Tuesday, November 1, 2011

Who's Giving Your Kid Permission, Part 4 of 5 of a haphazard meditation on something

Last time, I talked a bit about the kinds of permission that books can give.  But what about parental involvement in reading?

There have been many YA books I've read as an adult that I've wished I could have read when I was younger because they would have given me options I wished I'd known I had.  I mean, I was a creative kid, but there are so many ideas out there that people have already had!  There's no need to reinvent the wheel all the time.  I'm no genius, so a lot of wheels never got reinvented.

It's not like when I read a book, I become a slave to its worldview and adopt it unthinkingly.  I test and challenge and work out what the idea implies, what it could mean and means.  I consider the possibilities.  I do this all mostly unconsciously at this point.  It's part of reading.  I can't really say my parents had anything to do with it, though.  They read to us and taught us to love reading as kids, and then they were mostly hands-off as we mowed down stacks of books way above our reading levels. 

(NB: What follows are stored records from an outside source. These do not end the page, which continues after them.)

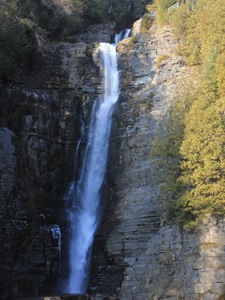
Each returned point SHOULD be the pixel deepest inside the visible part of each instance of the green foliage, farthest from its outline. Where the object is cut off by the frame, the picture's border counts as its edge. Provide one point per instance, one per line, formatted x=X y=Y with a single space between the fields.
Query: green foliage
x=160 y=59
x=165 y=152
x=162 y=6
x=198 y=185
x=146 y=23
x=203 y=153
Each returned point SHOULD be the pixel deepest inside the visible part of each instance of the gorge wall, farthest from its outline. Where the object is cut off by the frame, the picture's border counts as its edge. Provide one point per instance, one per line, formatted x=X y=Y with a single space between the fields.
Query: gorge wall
x=137 y=254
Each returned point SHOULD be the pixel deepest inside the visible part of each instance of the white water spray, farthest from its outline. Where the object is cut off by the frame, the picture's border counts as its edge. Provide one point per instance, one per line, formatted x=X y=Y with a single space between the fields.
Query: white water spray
x=123 y=34
x=85 y=213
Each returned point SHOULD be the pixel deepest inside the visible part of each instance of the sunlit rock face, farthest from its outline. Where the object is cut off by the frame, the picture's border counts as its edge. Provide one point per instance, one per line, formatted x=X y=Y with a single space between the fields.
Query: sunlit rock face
x=138 y=254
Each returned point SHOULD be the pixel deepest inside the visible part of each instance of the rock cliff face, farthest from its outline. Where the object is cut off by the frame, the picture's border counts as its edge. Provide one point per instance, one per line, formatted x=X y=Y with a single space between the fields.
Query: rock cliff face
x=137 y=254
x=41 y=121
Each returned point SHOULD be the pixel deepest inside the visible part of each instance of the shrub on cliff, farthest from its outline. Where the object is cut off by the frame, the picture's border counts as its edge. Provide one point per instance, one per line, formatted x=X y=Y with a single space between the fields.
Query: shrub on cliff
x=200 y=183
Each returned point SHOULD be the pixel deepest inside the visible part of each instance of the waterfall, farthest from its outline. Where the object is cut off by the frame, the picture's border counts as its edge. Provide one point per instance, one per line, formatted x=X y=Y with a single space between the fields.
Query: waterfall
x=85 y=212
x=123 y=34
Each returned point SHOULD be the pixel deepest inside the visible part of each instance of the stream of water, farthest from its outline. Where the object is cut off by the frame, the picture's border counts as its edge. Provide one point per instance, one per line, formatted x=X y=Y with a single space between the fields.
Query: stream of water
x=85 y=213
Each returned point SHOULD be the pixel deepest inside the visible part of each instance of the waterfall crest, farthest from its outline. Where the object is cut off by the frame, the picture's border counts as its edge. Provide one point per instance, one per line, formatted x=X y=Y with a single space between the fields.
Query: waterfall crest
x=85 y=213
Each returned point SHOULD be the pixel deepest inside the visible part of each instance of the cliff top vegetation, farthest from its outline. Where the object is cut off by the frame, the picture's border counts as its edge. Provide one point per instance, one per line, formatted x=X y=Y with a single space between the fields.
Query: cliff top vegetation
x=191 y=146
x=26 y=25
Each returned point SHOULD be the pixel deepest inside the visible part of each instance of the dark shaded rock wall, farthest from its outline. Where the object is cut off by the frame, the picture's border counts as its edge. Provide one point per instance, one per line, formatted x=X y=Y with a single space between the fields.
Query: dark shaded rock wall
x=41 y=119
x=158 y=260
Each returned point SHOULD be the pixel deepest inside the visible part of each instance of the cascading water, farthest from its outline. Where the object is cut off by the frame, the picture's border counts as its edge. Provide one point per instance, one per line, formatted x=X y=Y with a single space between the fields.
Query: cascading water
x=85 y=213
x=123 y=34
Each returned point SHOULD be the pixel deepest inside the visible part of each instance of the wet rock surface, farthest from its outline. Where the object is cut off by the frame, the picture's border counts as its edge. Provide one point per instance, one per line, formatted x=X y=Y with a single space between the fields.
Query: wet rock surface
x=158 y=260
x=136 y=254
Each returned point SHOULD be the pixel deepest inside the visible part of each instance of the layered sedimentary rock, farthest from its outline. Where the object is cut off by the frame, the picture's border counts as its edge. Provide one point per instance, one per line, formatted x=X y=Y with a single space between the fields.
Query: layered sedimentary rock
x=138 y=253
x=41 y=120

When I started reading adult paperbacks (I won't even tell you how sad the library's YA section was because the tears will mess up the keyboard), my mom got a little concerned and forbade me from reading a couple of books based on the titles.  I still haven't read them, though I should have by now because by all reports, they're kind of incredibly amazingly good.  I asked her once about this one book I wasn't sure if I should read, but she was busy and uninterested and didn't read it, so eventually I did, and I was right to think I shouldn't read it, and that gave me the confidence to know that my discernment was quite functional.

Some argue for a totally hands-off approach to what their kids read.  The kids are reading, the theory seems to say.  Just leave them alone and do a secret happy dance in the kitchen that they're reading something voluntarily instead of "setting forest fires out of boredom."

Some argue for strict censorship.  Since this policy ends up being burdensome to parents, they just say no to reading outside of a very narrow list of cannon books approved by people of like minds.  To me, it seems like this approach likely leads to kids who won't be readers or will forever attach guilt to reading, and that seems sad.

I argue for teaching discernment, no matter what your religion or lack thereof.  Teaching kids to think critically and meaningfully engage what they read just seems like a good idea.  I mean, kids are people, and they won't be under parental control forever.  Isn't it better to give them the tools they need to engage the world on their own rather than try to control them, set them loose on an unfamiliar world, and then get angry when they can't navigate its unfamiliar waters?  If you suddenly toss your kid overboard after 18 years of tight-fisted land-dwelling, you can't blame the kid for not being able to tread water or swim to shore. 

There but for the grace of God go I.